3. Shareholder engagement

The Board is keen to maintain engagement with shareholders. In order to facilitate this, if you are a shareholder and would like to ask the Board a question on the formal business of the AGM, please email your question to [email protected] by 10.30am on Wednesday, 24 June 2020. Answers will be provided during an audiocast which will be available at www.tescoplc.com/AGM2020 from 2.00pm on Friday, 26 June 2020. The audiocast will be available on the website until Friday, 24 July 2020. Any questions submitted that are not relevant to the business of the General Meeting will be forwarded for the attention of the relevant executive or the Registrar.

4. Eligibility to vote

You will have the right to vote on the resolutions at the AGM if your name appears on the Register of Members of the Company as at 6.30pm on Wednesday, 24 June 2020. Changes to the Register of Members after this time will be disregarded.

5. Resolutions

Details of the resolutions and the biographies setting out the skills and experience of each of the Directors standing for election or re-election are set out in the Notice of Annual General Meeting 2020.

6. Vote withheld

The 'Vote Withheld' option is provided to enable you to abstain on any particular resolution. However, it should be noted that a 'Vote Withheld' is not a vote in law and will not be counted in the calculation of the proportion of the votes 'For' or 'Against' a resolution.

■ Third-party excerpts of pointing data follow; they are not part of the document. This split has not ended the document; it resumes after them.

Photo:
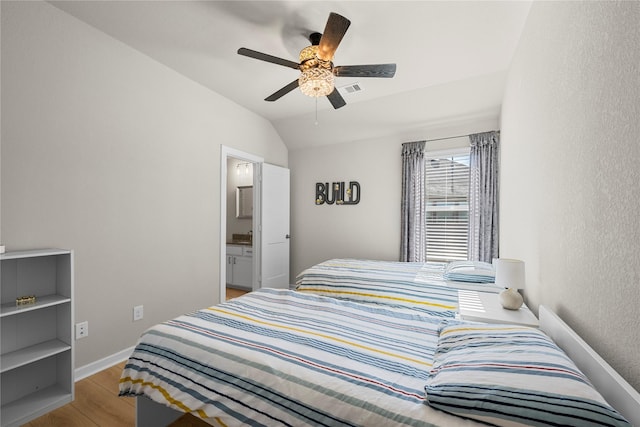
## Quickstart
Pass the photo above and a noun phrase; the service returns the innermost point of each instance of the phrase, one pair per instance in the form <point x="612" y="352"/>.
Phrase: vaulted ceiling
<point x="451" y="57"/>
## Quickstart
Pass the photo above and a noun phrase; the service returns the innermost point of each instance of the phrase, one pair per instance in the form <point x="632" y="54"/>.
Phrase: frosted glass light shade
<point x="309" y="52"/>
<point x="509" y="273"/>
<point x="316" y="82"/>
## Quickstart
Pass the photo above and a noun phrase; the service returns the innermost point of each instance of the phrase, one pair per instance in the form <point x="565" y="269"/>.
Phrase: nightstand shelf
<point x="486" y="307"/>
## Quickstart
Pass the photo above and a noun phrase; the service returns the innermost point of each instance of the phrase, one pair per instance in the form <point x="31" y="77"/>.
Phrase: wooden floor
<point x="97" y="402"/>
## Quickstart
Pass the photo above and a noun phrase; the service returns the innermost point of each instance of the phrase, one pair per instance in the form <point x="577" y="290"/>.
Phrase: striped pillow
<point x="511" y="376"/>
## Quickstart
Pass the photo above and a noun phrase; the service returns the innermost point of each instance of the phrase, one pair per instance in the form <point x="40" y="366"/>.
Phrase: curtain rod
<point x="453" y="137"/>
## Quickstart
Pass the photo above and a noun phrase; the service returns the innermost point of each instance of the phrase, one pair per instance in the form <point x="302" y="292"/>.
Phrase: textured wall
<point x="570" y="178"/>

7. Appointing multiple proxies

You may appoint more than one proxy provided that each proxy is appointed to exercise the rights attached to different shares held by you. Please indicate if the proxy appointment is one of multiple appointments and the number of shares in respect of which the proxy is appointed. If you wish to appoint more than one proxy by post, each proxy must be appointed on a separate proxy form. Additional paper proxy forms may be obtained from Equiniti. Alternatively, you may photocopy the proxy form the required number of times before completing it.

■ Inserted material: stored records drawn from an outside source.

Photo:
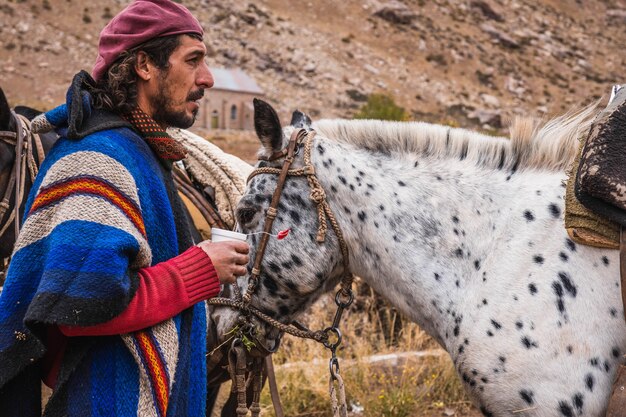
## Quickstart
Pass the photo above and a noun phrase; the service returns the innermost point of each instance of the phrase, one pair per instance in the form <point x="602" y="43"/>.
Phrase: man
<point x="103" y="299"/>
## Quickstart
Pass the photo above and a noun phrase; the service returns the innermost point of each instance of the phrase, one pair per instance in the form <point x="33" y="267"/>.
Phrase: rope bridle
<point x="330" y="337"/>
<point x="23" y="139"/>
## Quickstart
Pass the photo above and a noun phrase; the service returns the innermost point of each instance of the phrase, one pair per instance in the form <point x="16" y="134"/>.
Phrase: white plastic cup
<point x="221" y="235"/>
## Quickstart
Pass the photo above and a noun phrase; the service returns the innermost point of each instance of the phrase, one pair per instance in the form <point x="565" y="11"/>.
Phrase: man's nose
<point x="205" y="78"/>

All paper proxy forms must be signed and returned together in the same envelope and any amendments must be initialled. If you appoint more than one proxy in respect of the same shares, the latest paper proxy form received will be accepted in substitution for any previous appointments.

8. Proxy discretion

If you have not given specific instructions on how your proxy should vote in respect of any resolution, your proxy will have discretion to vote on that resolution, in respect of your total holding, as they see fit. Your proxy can vote, or abstain from voting, as they decide on any other business which may validly come before the meeting.

9. Corporate shareholders

If a shareholder is a corporation, the proxy should be given under the common seal or under the hand of an officer or attorney duly authorised in writing.

10. Joint shareholders

In the case of joint holders, any joint holder may sign this proxy form, but the vote of the person whose name appears first in the Register of Members in respect of the holding or his proxy will be accepted to the exclusion of the votes of other joint holders or their proxies.

11. CREST members

CREST members who wish to appoint a proxy may do so by using the CREST electronic proxy instruction service. Please refer to page 12 of the Notice of Annual General Meeting 2020 for further information.

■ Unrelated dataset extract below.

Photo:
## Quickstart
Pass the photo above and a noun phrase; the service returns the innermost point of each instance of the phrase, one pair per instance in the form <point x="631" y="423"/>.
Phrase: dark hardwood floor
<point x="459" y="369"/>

12. Returning paper proxy forms

A pre-paid envelope is enclosed for UK postage only. This proxy form should not be used for any comments, change of address notification or other queries. Please send separate instructions to Equiniti Limited, Aspect House, Spencer Road, Lancing, West Sussex BN99 6DA. Please do not use this proxy form to communicate a change of address or any other notifications. Please contact Equiniti separately and they will be pleased to assist you.

13. Electronic communications

Please note that any electronic communication, including an electronic proxy form, found to contain a computer virus will not be accepted. The use of the internet service in connection with the AGM is governed by Equiniti's conditions of use set out on the website, www.sharevote.co.uk, and may be read by logging on to that site.